A couple weeks ago i started playing Kerbal Space Program. I knew from various SF reading way back as a kid, and "Integral Trees" and "the Smoke Ring" in particular, that when dealing with orbital mechanics you never actually apply thrust in the direction you actually want to go. However i'd never memorized the exact rules and certainly never absorbed them to the extent that i had a gut feeling for how they worked. I had a pretty good grasp on how slingshot maneuvers are supposed to work (reinforced by hours of playing StarCon and StarCon II =) but that was about it.

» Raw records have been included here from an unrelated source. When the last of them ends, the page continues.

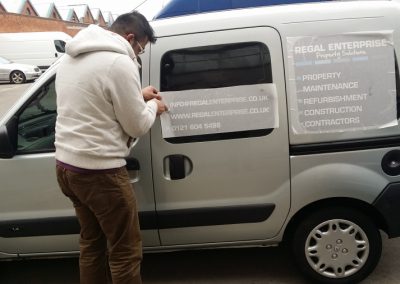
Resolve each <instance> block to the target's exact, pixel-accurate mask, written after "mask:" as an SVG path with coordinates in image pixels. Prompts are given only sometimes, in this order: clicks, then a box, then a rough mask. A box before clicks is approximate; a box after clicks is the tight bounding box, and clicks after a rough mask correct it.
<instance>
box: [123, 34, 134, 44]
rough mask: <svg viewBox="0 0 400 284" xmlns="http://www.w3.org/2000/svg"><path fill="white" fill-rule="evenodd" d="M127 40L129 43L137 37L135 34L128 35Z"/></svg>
mask: <svg viewBox="0 0 400 284" xmlns="http://www.w3.org/2000/svg"><path fill="white" fill-rule="evenodd" d="M125 38H126V40H127V41H129V42H130V41H131V40H132V39H134V38H135V35H134V34H127V35H126V36H125Z"/></svg>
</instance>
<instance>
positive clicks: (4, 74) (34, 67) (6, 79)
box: [0, 57, 42, 84]
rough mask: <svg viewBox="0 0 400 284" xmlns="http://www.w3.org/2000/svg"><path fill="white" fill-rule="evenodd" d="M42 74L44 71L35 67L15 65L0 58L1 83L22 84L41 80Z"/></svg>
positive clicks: (3, 59)
mask: <svg viewBox="0 0 400 284" xmlns="http://www.w3.org/2000/svg"><path fill="white" fill-rule="evenodd" d="M41 74H42V71H40V69H39V67H37V66H35V65H29V64H20V63H14V62H12V61H10V60H8V59H6V58H4V57H0V81H9V82H10V83H14V84H22V83H25V82H26V81H32V80H35V79H36V78H39V76H40V75H41Z"/></svg>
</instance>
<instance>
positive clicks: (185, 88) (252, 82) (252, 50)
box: [160, 42, 272, 91]
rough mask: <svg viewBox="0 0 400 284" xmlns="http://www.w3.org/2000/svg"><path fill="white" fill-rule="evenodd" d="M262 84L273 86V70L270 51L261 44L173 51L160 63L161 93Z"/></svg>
mask: <svg viewBox="0 0 400 284" xmlns="http://www.w3.org/2000/svg"><path fill="white" fill-rule="evenodd" d="M261 83H272V69H271V56H270V53H269V50H268V47H267V46H266V45H265V44H263V43H260V42H246V43H235V44H223V45H213V46H205V47H196V48H187V49H179V50H173V51H170V52H167V53H166V54H165V55H164V56H163V57H162V59H161V88H160V89H161V91H181V90H188V89H208V88H222V87H231V86H237V85H252V84H261Z"/></svg>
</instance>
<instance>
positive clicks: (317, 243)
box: [305, 219, 369, 278]
mask: <svg viewBox="0 0 400 284" xmlns="http://www.w3.org/2000/svg"><path fill="white" fill-rule="evenodd" d="M305 254H306V256H307V261H308V263H309V264H310V266H311V267H312V268H313V269H314V270H315V271H316V272H317V273H319V274H322V275H324V276H326V277H330V278H343V277H347V276H350V275H352V274H354V273H356V272H357V271H359V270H360V269H361V268H362V267H363V266H364V264H365V263H366V261H367V259H368V254H369V241H368V237H367V236H366V234H365V232H364V231H363V230H362V229H361V228H360V227H359V226H357V224H355V223H353V222H350V221H347V220H342V219H333V220H328V221H326V222H324V223H321V224H319V225H318V226H316V227H315V228H314V229H313V230H312V231H311V232H310V234H309V235H308V237H307V241H306V244H305Z"/></svg>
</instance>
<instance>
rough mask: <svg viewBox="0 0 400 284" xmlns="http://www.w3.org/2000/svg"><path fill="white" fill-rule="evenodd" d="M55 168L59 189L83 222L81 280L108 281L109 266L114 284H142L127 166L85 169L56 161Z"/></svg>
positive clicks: (135, 225)
mask: <svg viewBox="0 0 400 284" xmlns="http://www.w3.org/2000/svg"><path fill="white" fill-rule="evenodd" d="M56 170H57V180H58V183H59V185H60V187H61V190H62V192H63V193H64V194H65V195H66V196H67V197H69V198H70V199H71V201H72V203H73V205H74V208H75V211H76V215H77V217H78V220H79V223H80V226H81V231H80V239H79V244H80V258H79V268H80V281H81V284H106V283H107V278H109V277H107V274H108V273H107V272H108V269H109V271H110V272H111V278H112V283H113V284H140V283H142V281H141V277H140V263H141V260H142V241H141V236H140V227H139V220H138V213H137V208H136V198H135V195H134V192H133V188H132V186H131V184H130V181H129V176H128V172H127V170H126V169H125V168H119V169H113V170H111V171H110V172H106V173H89V174H88V173H77V172H74V171H71V170H68V169H65V168H64V167H62V166H59V165H57V169H56ZM108 266H109V267H108Z"/></svg>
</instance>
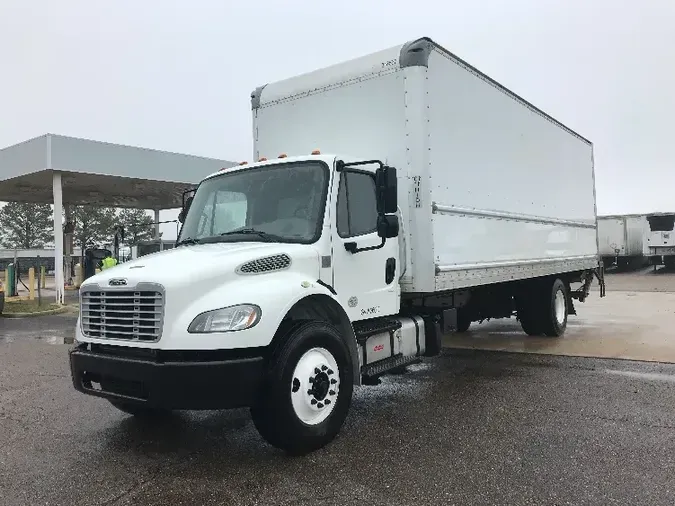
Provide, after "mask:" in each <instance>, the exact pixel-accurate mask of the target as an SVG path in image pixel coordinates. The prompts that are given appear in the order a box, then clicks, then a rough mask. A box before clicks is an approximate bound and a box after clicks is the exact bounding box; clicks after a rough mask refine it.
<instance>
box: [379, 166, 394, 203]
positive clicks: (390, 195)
mask: <svg viewBox="0 0 675 506" xmlns="http://www.w3.org/2000/svg"><path fill="white" fill-rule="evenodd" d="M375 186H376V187H377V212H378V214H392V213H395V212H396V211H397V209H398V179H397V177H396V169H395V168H394V167H387V166H384V167H382V168H380V169H377V172H375Z"/></svg>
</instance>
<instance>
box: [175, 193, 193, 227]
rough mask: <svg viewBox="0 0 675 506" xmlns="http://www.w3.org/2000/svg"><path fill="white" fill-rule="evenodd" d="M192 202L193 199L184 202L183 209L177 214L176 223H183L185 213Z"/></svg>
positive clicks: (186, 215) (190, 204)
mask: <svg viewBox="0 0 675 506" xmlns="http://www.w3.org/2000/svg"><path fill="white" fill-rule="evenodd" d="M193 200H194V197H188V198H187V199H186V200H185V206H184V207H183V209H181V211H180V213H179V214H178V221H179V222H181V223H183V222H184V221H185V216H187V212H188V211H189V210H190V206H191V205H192V201H193Z"/></svg>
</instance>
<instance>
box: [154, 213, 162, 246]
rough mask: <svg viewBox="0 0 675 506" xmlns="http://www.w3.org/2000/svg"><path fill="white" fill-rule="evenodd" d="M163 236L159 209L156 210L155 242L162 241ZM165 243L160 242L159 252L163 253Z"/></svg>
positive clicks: (155, 225) (155, 218) (155, 214)
mask: <svg viewBox="0 0 675 506" xmlns="http://www.w3.org/2000/svg"><path fill="white" fill-rule="evenodd" d="M160 238H161V236H160V235H159V209H155V240H156V241H160ZM163 246H164V243H163V242H161V241H160V243H159V251H162V250H163V249H164V248H163Z"/></svg>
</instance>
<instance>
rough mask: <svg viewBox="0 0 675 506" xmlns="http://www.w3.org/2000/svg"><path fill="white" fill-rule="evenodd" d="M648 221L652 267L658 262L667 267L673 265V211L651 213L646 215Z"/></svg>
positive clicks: (672, 266) (670, 267) (655, 264)
mask: <svg viewBox="0 0 675 506" xmlns="http://www.w3.org/2000/svg"><path fill="white" fill-rule="evenodd" d="M647 221H648V222H649V236H648V238H647V244H648V246H649V255H650V261H651V263H653V264H654V268H655V269H656V266H657V265H659V264H663V265H665V266H666V267H667V268H668V269H672V268H674V267H675V213H651V214H648V215H647Z"/></svg>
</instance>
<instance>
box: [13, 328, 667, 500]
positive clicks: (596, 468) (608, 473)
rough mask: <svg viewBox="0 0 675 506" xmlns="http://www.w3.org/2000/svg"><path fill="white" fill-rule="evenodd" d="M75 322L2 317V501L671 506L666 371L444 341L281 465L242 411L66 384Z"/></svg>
mask: <svg viewBox="0 0 675 506" xmlns="http://www.w3.org/2000/svg"><path fill="white" fill-rule="evenodd" d="M73 324H74V319H73V317H72V316H63V315H57V316H51V317H43V318H40V319H31V320H0V504H2V505H25V504H31V505H32V504H50V505H60V504H64V505H69V506H71V505H72V506H75V505H95V504H106V505H131V504H134V505H149V504H153V505H154V504H157V505H159V504H162V505H178V504H222V505H239V504H242V505H243V504H279V505H305V504H322V505H351V504H368V505H392V504H416V505H426V504H444V505H451V504H457V505H473V504H476V505H478V504H480V505H487V504H509V505H520V504H533V505H548V504H556V505H563V504H574V505H578V504H589V505H590V504H593V505H597V504H603V505H609V504H621V505H626V504H635V505H651V504H664V505H672V504H674V503H675V417H674V416H673V415H674V413H675V409H674V408H673V406H675V365H662V364H654V363H652V364H648V363H639V362H630V361H613V360H597V359H584V358H563V357H555V356H536V355H524V354H504V353H491V352H483V351H471V350H466V351H460V350H454V351H453V350H445V351H444V353H443V355H442V356H441V357H437V358H434V359H431V360H428V361H427V362H425V363H424V364H421V365H417V366H414V367H413V368H412V369H414V371H412V372H410V373H408V374H404V375H399V376H390V377H387V378H386V379H385V381H384V382H383V384H382V385H380V386H376V387H363V388H362V389H361V390H360V391H358V393H357V394H356V396H355V398H354V402H353V407H352V410H351V413H350V416H349V417H348V420H347V423H346V426H345V427H344V428H343V430H342V433H341V434H340V436H339V437H338V439H337V440H335V442H334V443H332V444H331V445H330V446H328V447H326V448H325V449H323V450H320V451H318V452H316V453H314V454H312V455H310V456H307V457H302V458H288V457H286V456H284V455H283V454H281V453H280V452H278V451H277V450H275V449H273V448H271V447H269V446H268V445H266V444H265V443H264V442H263V441H262V440H261V439H260V437H259V436H258V435H257V433H256V431H255V429H254V428H253V425H252V423H251V421H250V418H249V415H248V412H247V411H246V410H237V411H230V412H205V413H194V412H190V413H179V414H176V415H175V416H174V417H173V418H171V419H169V420H168V421H166V422H146V423H142V422H139V421H137V420H134V419H133V418H131V417H129V416H127V415H125V414H123V413H121V412H118V411H116V410H115V409H114V408H113V407H112V406H111V405H109V404H108V403H107V402H106V401H103V400H100V399H94V398H90V397H86V396H84V395H81V394H79V393H77V392H75V391H74V390H73V388H72V385H71V383H70V376H69V372H68V365H67V354H66V353H67V350H68V348H69V347H68V345H63V344H54V343H58V342H59V338H58V336H59V335H61V336H63V335H64V333H67V332H68V330H67V329H72V325H73ZM64 329H66V330H64ZM35 336H44V337H45V338H43V339H36V338H35Z"/></svg>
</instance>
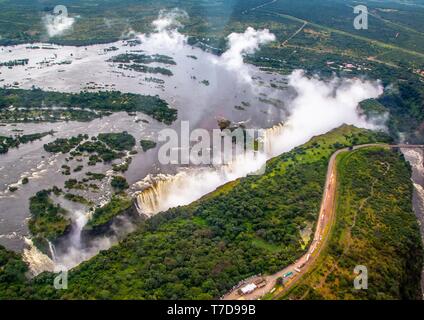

So i flailed about quite a bit in Kerbal Space Program before i got around to checking out some of the tutorials (both in the game, on the wiki, and on youtube) and learned all about apoapsis, periapsis, ascending and descending nodes, and what one needed to do at each of them to get to where you wanted to go.
And then just about that point i started up "Lodestar", the third book in the Firestar series. In some ways the series is almost a pair of duologies, and the third book introduces several new characters, including Jacinta Rosario, an aspiring space pilot who has just entered in flight school. In the course of following her progress the reader is exposed to a number of pop-quizzes, aka info dumps, about how orbital mechanics work. And all of the sudden i realized i knew what they were talking about! Not the specifics of how much delta-v to burn to get from orbit X to orbit Y in the earth-moon system or anything like that, but i knew all the simple stuff like where you should be burning in your orbit and in which direction in order to accomplish a certain goal. It was really kind of cool.
And now of course that i'm getting near the end of the "Firestar" series i'm thinking i may have to go relisten to the "Spiral Arm" series again, just so i can figure out how the two series (which are set thousands of years apart) are tied together.